PEMBAHARUAN PENDIDIKAN ATAU INOVASI PENDIDIKAN
Pembaharuan Pendidikan Atau Inovasi Pendidikan
Pembaharuan pendidikan atau inovasi pendidikan merupakan konsep yang seringkali didengar pada dunia pendidikan Indonesia. Hal ini pula yg sejak lama sudah didambakan oleh warga . Usaha ke arah pembaharuan pendidikan dilakukan sang Departemen Pendidikan Nasional menggunakan berbagai cara, diantaranya melalui pengubahan kurikulum yg diadaptasi menggunakan perkembangan zaman (Fajaroh, 2003). Perubahan kurikulum sudah terjadi beberapa kali, serta perubahan paling akhir merupakan sinkron Peraturan Mendiknas ditetapkan kurikulum operasional Tingkat Satuan Pendidikan atau sekarang diklaim sebagai Kurikulum Tingkat Satuan Pendidikan (KTSP).
Pendidikan dikatakan bermutu apabila proses pembelajaran berlangsung secara efektif, siswa (siswa) memperoleh pengalaman yang bermakna bagi dirinya, dan produk pendidikan adalah individu-individu yg bermanfaat bagi warga dan pembangunan bangsa.

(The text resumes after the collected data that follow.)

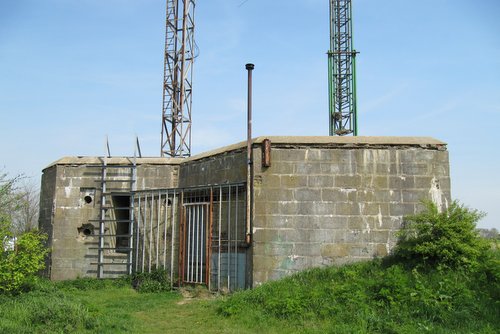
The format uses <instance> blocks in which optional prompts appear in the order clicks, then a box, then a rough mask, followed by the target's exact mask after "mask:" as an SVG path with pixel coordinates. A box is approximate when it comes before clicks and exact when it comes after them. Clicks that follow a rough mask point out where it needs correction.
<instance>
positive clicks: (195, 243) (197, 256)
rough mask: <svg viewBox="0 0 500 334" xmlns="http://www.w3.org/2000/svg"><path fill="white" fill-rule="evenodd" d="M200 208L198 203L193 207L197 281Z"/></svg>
mask: <svg viewBox="0 0 500 334" xmlns="http://www.w3.org/2000/svg"><path fill="white" fill-rule="evenodd" d="M199 209H200V207H199V206H198V205H196V206H194V207H193V210H194V220H193V225H194V230H193V250H194V251H193V263H194V265H193V269H194V270H193V280H194V281H197V280H198V245H199V235H198V234H199V233H198V229H199V226H198V225H199Z"/></svg>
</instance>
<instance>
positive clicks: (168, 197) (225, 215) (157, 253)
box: [133, 184, 248, 291]
mask: <svg viewBox="0 0 500 334" xmlns="http://www.w3.org/2000/svg"><path fill="white" fill-rule="evenodd" d="M245 201H246V190H245V185H244V184H226V185H217V186H209V187H197V188H188V189H160V190H147V191H137V192H135V193H134V202H135V203H134V210H135V211H136V212H135V215H134V217H135V221H134V245H133V248H134V255H133V269H134V271H135V272H151V271H152V270H155V269H163V270H166V271H167V272H168V273H169V274H170V278H171V282H172V284H175V283H177V284H178V285H183V284H204V285H206V286H207V287H208V288H209V289H210V290H229V291H234V290H238V289H244V288H245V287H246V286H247V285H248V284H247V281H248V280H247V278H246V263H247V251H248V246H247V244H246V243H245V223H246V222H245V220H246V205H245V203H246V202H245Z"/></svg>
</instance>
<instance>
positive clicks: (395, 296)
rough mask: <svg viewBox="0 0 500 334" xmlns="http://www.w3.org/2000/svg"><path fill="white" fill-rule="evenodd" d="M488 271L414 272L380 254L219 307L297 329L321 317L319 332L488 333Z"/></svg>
mask: <svg viewBox="0 0 500 334" xmlns="http://www.w3.org/2000/svg"><path fill="white" fill-rule="evenodd" d="M492 265H494V264H492ZM485 267H486V265H485ZM487 270H492V268H489V269H486V268H482V269H477V271H475V272H471V271H465V270H461V269H455V270H451V269H450V270H433V271H419V270H418V269H415V268H414V269H409V268H407V267H406V266H405V265H403V264H392V265H390V266H387V265H386V264H385V262H384V261H381V260H374V261H371V262H365V263H357V264H351V265H347V266H344V267H340V268H335V267H331V268H324V269H312V270H309V271H306V272H301V273H298V274H296V275H293V276H291V277H288V278H285V279H283V280H280V281H276V282H270V283H267V284H264V285H262V286H260V287H258V288H256V289H254V290H247V291H242V292H238V293H235V294H234V295H232V296H230V297H229V298H227V299H225V300H223V301H222V302H220V304H219V308H218V312H219V313H220V314H221V315H223V316H226V317H235V318H236V319H241V318H245V317H247V316H248V315H252V316H253V317H254V321H266V319H267V318H269V317H271V318H273V319H279V320H283V321H286V322H287V323H294V324H295V325H296V326H297V327H301V326H304V328H302V330H306V329H308V326H310V324H311V323H315V324H321V325H318V328H317V330H316V331H310V332H318V333H319V332H322V331H326V332H333V333H421V332H425V331H429V332H436V333H445V332H453V333H469V332H482V333H494V332H495V331H494V328H497V327H498V326H499V325H500V320H499V318H498V316H497V315H498V313H499V312H500V305H499V304H498V293H499V292H500V286H499V284H498V282H491V281H490V280H489V278H488V277H487V276H486V275H485V272H486V271H487ZM308 331H309V330H308Z"/></svg>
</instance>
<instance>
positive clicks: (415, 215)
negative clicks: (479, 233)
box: [394, 201, 489, 269]
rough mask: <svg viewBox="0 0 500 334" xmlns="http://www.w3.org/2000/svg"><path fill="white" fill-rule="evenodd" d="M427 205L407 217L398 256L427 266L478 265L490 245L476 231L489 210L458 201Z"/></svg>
mask: <svg viewBox="0 0 500 334" xmlns="http://www.w3.org/2000/svg"><path fill="white" fill-rule="evenodd" d="M423 205H424V210H423V211H422V212H420V213H418V214H415V215H410V216H407V217H405V219H404V223H403V227H402V229H401V230H400V231H399V233H398V237H399V240H398V243H397V245H396V247H395V249H394V255H395V257H396V258H399V259H401V260H403V261H404V262H406V263H408V264H410V265H413V266H421V267H424V268H437V269H439V268H453V269H457V268H462V269H474V268H477V267H478V266H479V265H480V262H481V258H482V257H483V256H485V254H486V252H487V250H488V249H489V244H488V242H487V241H485V240H484V239H482V238H480V236H479V234H478V232H477V231H476V223H477V222H478V221H479V220H480V219H481V218H483V217H484V216H485V214H484V213H483V212H480V211H478V210H473V209H469V208H467V207H465V206H464V205H462V204H460V203H459V202H458V201H453V202H452V203H451V205H450V206H449V207H448V209H446V210H443V211H440V210H439V209H438V207H437V206H436V204H434V203H433V202H431V201H424V202H423Z"/></svg>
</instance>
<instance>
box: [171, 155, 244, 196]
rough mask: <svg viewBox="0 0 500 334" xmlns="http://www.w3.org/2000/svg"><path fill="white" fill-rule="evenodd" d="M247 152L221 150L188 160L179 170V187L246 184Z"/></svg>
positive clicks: (182, 165)
mask: <svg viewBox="0 0 500 334" xmlns="http://www.w3.org/2000/svg"><path fill="white" fill-rule="evenodd" d="M246 175H247V159H246V152H245V151H243V150H242V149H241V148H238V149H234V150H233V149H231V148H230V149H228V150H221V151H220V152H218V151H216V152H212V153H208V154H204V155H201V156H195V157H193V158H188V159H186V161H184V162H182V164H181V165H180V170H179V187H180V188H187V187H193V186H207V185H214V184H227V183H239V182H246Z"/></svg>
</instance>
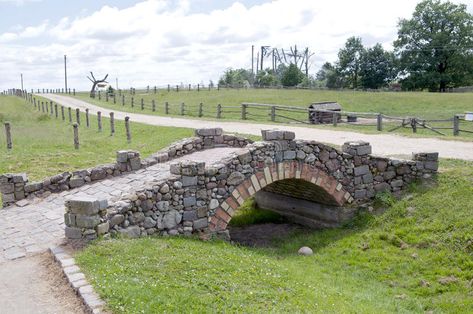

Selain itu siswa tidak sama pada banyak sekali hal, terutama intelegensinya. Intelegensi merupakan keseluruhan kemampuan individu buat berfikir dan bertindak secara terarah serta memasak dan menguasai lingkungan secara efektif. Banyak siswa yg prestasi belajarnya kurang bukan ditimbulkan oleh kemampuan intelegensi yang belum optimal. Namun hal ini lebih disebabkan kemampuan berfikir buat memanfaatkan apa yang mereka ketahui atau dianggap juga dengan kemampuan metakognisi, kurang berkembang.
Oleh karenanya tiga aspek penting pada pelaksanaan pembelajaran yg saling terkait dan nir dapat dipisahkan, yaitu teaching of thinking, teaching for thinking, serta teaching about thinking harus terus ditumbuhkembangkan sehingga diperlukan metode pembelajaran yang menekankan pada pengalaman berfikir operasional formal yg memungkinkan seseorang buat mempunyai tingkah laris problem solving serta sebuah konsep pembelajaran sistematik atau seringkali dianggap jua dengan metode pembelajaran learning cycle. Dengan adanya kedua fokus ini diperlukan murid akan bisa mengembangkan keterampilan metakognisinya sebagai akibatnya mengakibatkan prestasi belajarnya meningkat.
1. Konstruktivisme dalam Pembelajaran
Konstuktivisme merupakan galat satu aliran filsafat pengetahuan yg menekankan bahwa pengetahuan kita merupakan hasil konstruksi (bentukan) kita sendiri ( Matthews, 1994). Pengetahuan bukanlah suatu imitasi menurut kenyataan, pengetahuan selalu merupakan akibat menurut suatu knstruksi kognitif dari fenomena yg terjadi melalui serangkaian aktivitas seseorang (anak didik). Siswa membentuk skema, kategori, konsep serta struktur pengetahuan yang dibutuhkan buat pengetahuan. Pengetahuan bukanlah tentang hal-hal yang terlepas dari pengamat, tetapi adalah ciptaan insan yang dikonstruksikan menurut pengalaman atau global sejauh dialaminya. Proses pembentukan ini berjalan terus menerus dan setiap kali terjadi reorganisasi atau rekonstruksi karena adanya suatu pemahaman yg baru.
Menurut Von Glaserfeld dalam Paulinan Panen ( 2005 ) dikemukakan bahwa agar anak didik mampu mengkonstruksi pengetahuan maka dibutuhkan :
a. Kemampuan murid buat mengingat serta menyampaikan kembali pengalaman, ini sangat penting karena pengetahuan dibentuk dari interaksi individu anak didik dengan pengalaman-pengalaman tadi.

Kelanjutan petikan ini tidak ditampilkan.